Really, they should obfuscate the user-submitted URL entirely instead of
blacklisting or whitelisting.

------
Gurrewe
I can recommend Instabridge, which seems to do the exact same thing. [1]

[1]: [http://instabridge.com/en/](http://instabridge.com/en/)

------
namenotrequired
How does it work? The only word they use for it is "magically".

So, you actually invented _magic_ , and of all the possible things you could
do with it, you chose _this_?

------
TheHippo
For mobile devices: Just create a QR code, than you don't need to share your
password with any one, except who is directly at your location.

------
dragos2
How is it possible that although this post gets only negative comments it
still gets to be 3th post on front page? If everyone considers this service to
be bad, then it shouldn't even get to the front page.

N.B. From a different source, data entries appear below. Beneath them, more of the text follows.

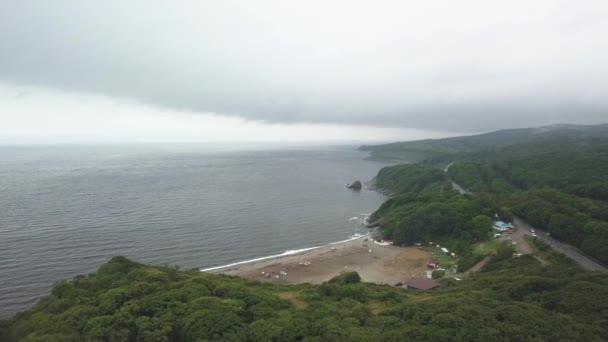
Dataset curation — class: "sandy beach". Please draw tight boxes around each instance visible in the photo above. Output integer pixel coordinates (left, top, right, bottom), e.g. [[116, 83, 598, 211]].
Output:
[[211, 236, 431, 285]]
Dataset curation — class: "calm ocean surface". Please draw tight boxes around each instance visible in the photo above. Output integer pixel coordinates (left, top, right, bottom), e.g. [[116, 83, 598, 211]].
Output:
[[0, 145, 385, 316]]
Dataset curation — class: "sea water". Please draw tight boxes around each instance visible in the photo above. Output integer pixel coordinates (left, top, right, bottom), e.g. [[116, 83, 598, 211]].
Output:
[[0, 145, 385, 316]]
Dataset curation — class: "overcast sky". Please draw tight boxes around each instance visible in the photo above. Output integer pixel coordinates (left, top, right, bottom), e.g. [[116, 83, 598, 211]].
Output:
[[0, 0, 608, 142]]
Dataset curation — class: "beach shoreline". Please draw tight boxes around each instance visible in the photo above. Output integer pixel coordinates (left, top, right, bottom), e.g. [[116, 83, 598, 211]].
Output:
[[201, 232, 432, 285]]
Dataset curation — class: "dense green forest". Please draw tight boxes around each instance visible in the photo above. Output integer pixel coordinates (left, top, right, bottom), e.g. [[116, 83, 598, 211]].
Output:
[[374, 164, 452, 194], [359, 124, 608, 163], [442, 147, 608, 264], [0, 125, 608, 341], [0, 255, 608, 342], [448, 149, 608, 194]]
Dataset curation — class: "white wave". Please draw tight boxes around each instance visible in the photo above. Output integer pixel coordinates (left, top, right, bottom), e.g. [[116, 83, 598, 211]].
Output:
[[200, 233, 370, 272], [200, 246, 323, 272]]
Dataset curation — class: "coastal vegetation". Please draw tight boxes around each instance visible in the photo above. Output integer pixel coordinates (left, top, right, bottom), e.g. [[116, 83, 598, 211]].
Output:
[[0, 126, 608, 341], [0, 255, 608, 341]]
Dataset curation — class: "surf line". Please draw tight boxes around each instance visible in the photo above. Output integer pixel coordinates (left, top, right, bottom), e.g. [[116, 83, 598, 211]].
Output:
[[200, 233, 369, 272]]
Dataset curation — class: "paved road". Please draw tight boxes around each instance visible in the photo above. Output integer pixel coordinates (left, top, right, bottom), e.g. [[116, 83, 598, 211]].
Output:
[[443, 162, 608, 272], [513, 217, 608, 272]]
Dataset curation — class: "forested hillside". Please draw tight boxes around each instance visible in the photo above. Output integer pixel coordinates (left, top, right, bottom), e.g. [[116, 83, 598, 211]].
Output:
[[359, 124, 608, 163], [0, 255, 608, 342], [442, 150, 608, 264], [373, 164, 452, 194]]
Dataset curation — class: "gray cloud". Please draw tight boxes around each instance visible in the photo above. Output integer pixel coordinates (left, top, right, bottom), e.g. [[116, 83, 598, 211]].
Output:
[[0, 0, 608, 131]]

I don't have anything against this website, but I've seen this stuff happen
before and I don't understand it.

------
sendnein
So if you brute force [http://getwifi.io/XXX](http://getwifi.io/XXX) you get
everyone's WiFi passwords. Great idea.

Also check out my version:
[http://getwifi.io/whatyouwritebelow](http://getwifi.io/whatyouwritebelow)

Also: delete this site.

------
ktzar
So, nice design... What do you do?

Philippe, CTO “What shall we do tonight?”

I get it now, it's all a joke!

------
iancarroll
It's a cool concept - but unless you integrate it at the router level, bad
things start happening. Mainly, guests and homeowners will be able to talk to
each other (on the connection) and that's not good.

I could see more viability if it was built into the router with separate
VLAN's.

------
klinquist
Hm.. Is this similar to my service, www.GetOnMyWifi.com?

I generate a QR code that when scanned with an iOS device, will push a mobile
provisioning profile down to the device and log them onto your wifi.

Edit: Yep, looks like a different implementation of the same 'trick' :)

------
midnite_runr
Ok, so you can guess the wifi access points via bruteforce:

Example: [http://getwifi.io/test](http://getwifi.io/test) <\-- Easy.

No transport encryption.

And why is this better than a note on the frig?

------
alexcason
No idea what this is or what service they are providing. The website is
terrible.

------
jonny_eh
"securely" is spelled wrong.

Out of curiosity, what does this service do? It lets me share my computer's
list of known wifi hotspots with another computer?

------
hengheng
Somewhere in the depths of Bluetooth Proximity Pairing, I remember seeing
this. As part of the standard, not as a random startup with no influence on
industry.

------
bru
Small bug report: password validation message says it has to be at least 5
characters, when it actually has to be _more than_ 5 characters.

------
reedloden
Yes, I'll be happy to provide a password over your non-SSL website that can be
intercepted by anybody MITM'ing me. _rolls eyes_

------
lxfontes
Sounds similar to [http://www.mandicmagic.com/](http://www.mandicmagic.com/)

------
meowface
This seems like an "if it ain't broke don't fix it" situation.

------
sylvinus
This seems to me like an extreme "first world" problem?